Read His Word and pray over it – We need to know if our thoughts and choices are in line with His will.
Every decision we make in life – every decision – should be made with God’s guidance. Like I said last week, before committing to an activity, sincerely pray over it.
When you pray, ask:
-Am I leaving time for myself, my family, God, and the people God may want to put in my life?
-Am I thinking with an eternal perspective?
-Am I taking each day as it comes?
We need to stop worrying about the future and being caught up in the “what ifs”.
Matt. 6:25-34 says, ““Therefore I tell you, do not worry about your life, what you will eat or drink; or about your body, what you will wear. Is not life more than food, and the body more than clothes? Look at the birds of the air; they do not sow or reap or store away in barns, and yet your heavenly Father feeds them. Are you not much more valuable than they? Can any one of you by worrying add a single hour to your life? “And why do you worry about clothes? See how the flowers of the field grow. They do not labor or spin. Yet I tell you that not even Solomon in all his splendor was dressed like one of these. If that is how God clothes the grass of the field, which is here today and tomorrow is thrown into the fire, will he not much more clothe you—you of little faith?
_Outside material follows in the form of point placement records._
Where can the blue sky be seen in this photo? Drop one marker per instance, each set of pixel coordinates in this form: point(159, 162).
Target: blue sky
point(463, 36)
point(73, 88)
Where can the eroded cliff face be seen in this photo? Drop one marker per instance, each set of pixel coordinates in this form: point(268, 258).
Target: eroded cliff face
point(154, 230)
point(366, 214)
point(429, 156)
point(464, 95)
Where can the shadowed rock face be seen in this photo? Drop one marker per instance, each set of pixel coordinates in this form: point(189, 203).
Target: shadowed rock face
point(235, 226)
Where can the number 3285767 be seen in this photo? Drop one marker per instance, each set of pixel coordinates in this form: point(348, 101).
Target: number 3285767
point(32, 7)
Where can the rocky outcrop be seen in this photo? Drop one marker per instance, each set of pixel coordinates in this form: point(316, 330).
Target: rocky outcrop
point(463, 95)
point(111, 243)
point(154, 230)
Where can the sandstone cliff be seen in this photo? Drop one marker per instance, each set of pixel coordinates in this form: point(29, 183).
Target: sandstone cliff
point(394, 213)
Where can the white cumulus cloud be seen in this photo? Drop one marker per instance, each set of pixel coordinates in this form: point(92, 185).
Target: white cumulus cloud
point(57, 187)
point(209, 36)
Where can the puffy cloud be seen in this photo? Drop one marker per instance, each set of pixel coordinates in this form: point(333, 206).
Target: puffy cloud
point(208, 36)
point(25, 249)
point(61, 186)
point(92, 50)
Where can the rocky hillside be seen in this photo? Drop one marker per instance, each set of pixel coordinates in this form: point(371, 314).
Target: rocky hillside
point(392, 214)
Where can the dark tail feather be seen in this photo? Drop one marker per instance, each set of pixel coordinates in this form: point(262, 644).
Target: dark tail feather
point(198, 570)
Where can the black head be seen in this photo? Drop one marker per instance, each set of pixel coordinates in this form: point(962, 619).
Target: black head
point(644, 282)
So do not worry, saying, ‘What shall we eat?’ or ‘What shall we drink?’ or ‘What shall we wear?’ For the pagans run after all these things, and your heavenly Father knows that you need them. But seek first his kingdom and his righteousness, and all these things will be given to you as well. Therefore do not worry about tomorrow, for tomorrow will worry about itself. Each day has enough trouble of its own.”
At the end of each day, stop, and reflect on three questions:
- How did I connect with God?
- How did I spiritually, emotionally and physically strengthen myself?
- How did I develop deeper relationships with others?
The road to simplicity leads to margin and ends in healthy relationships. Love and relationships are hard work and take time and discipline, and healthy relationships can only be achieved by putting aside unnecessary activities. But if we’re willing to put in the effort the payoff is joy, contentment, and peace.
At Grace Chapel, we are going into a new season. In a few weeks, things will ramp up for all of us, summer will be over, and we will have choices to make. At that time, let’s make sure that we save room for what truly matters.